Ann Shindler, a registered nurse and owner of Starfish Swim School in Denver, Colorado, advises parents to look for lessons taught by certified, experienced teachers who teach children basic survival skills in addition to strokes. She advocates small group sizes (four to six kids per teacher) and warm water pools. "Swimming lessons are like car seats," she says. "They may not prevent every injury, but they're a great preventative measure."
Swim Safe Teach your kids to stay away from open water like creeks, canals, and drains in your neighborhood, as well as neighbors' hot tubs and pools. Drowning often occurs when children slip or fall into water. In fact, according to the National Water Safety Program, two-thirds of drowning victims never intended to get in the water. Teach children to always ask permission before getting into water and to swim in designated areas, supervised by a lifeguard.

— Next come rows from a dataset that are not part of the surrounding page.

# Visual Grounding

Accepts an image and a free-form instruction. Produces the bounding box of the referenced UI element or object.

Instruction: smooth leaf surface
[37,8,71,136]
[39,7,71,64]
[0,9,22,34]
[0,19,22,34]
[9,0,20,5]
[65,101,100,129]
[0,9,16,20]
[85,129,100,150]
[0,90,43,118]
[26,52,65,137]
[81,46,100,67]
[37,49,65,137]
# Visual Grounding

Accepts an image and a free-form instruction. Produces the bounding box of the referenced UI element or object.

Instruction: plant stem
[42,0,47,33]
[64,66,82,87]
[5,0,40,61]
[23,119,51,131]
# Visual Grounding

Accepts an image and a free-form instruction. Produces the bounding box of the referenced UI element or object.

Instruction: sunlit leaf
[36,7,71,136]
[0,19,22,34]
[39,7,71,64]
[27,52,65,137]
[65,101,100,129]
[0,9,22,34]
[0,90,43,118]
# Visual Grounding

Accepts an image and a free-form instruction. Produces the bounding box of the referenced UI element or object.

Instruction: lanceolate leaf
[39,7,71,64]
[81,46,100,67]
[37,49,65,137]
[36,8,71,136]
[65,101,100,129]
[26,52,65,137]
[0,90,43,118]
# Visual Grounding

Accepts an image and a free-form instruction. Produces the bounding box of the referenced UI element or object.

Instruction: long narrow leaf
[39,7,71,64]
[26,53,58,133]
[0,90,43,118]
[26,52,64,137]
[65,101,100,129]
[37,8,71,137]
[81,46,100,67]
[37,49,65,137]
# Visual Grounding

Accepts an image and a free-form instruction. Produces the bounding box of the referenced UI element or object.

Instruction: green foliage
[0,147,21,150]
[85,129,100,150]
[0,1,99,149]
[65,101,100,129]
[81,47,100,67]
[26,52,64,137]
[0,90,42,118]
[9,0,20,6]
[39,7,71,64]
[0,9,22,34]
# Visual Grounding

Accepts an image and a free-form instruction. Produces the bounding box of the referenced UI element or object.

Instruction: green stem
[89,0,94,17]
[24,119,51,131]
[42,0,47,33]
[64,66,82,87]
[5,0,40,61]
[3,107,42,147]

Swim where a lifeguard is on duty, whenever possible, but remain vigilant in watching your children. In most public pools, the average ratio of lifeguard to swimmer is 1 to 25. Even the well-trained lifeguard might not see everything.
According to Safe Kids USA, 75 percent of drowning incidents occur in home pools. Keep your pool safe by installing a four-sided isolation fence with a locked gate. For an added layer of protection, consider installing pool alarms and covers. Remove pool toys after use so children aren't tempted to go in after them. Install a rigid lockable cover on your hot tub and always keep it locked.
Many families will spend time at lakes or beaches this summer. Teach your children that swimming in open water is different than swimming in a pool. Children should always wear water shoes to protect their feet from hidden rocks, broken glass, or trash. The water along shorelines may be shallow, but can unpredictably increase in depth. Insist that inexperienced swimmers always wear a properly fitted U.S. Coast Guard-approved life jacket, even if they stay close to the shore. Rough waves or undercurrents can easily knock a child over.
Before your next swimming adventure, take some time to review safety rules with your kids. If you own a pool or spend a lot of time beachside, educate yourself by taking a CPR class and a water rescue class. That way, when temperatures soar, you can pack that cooler and head for the pool with confidence.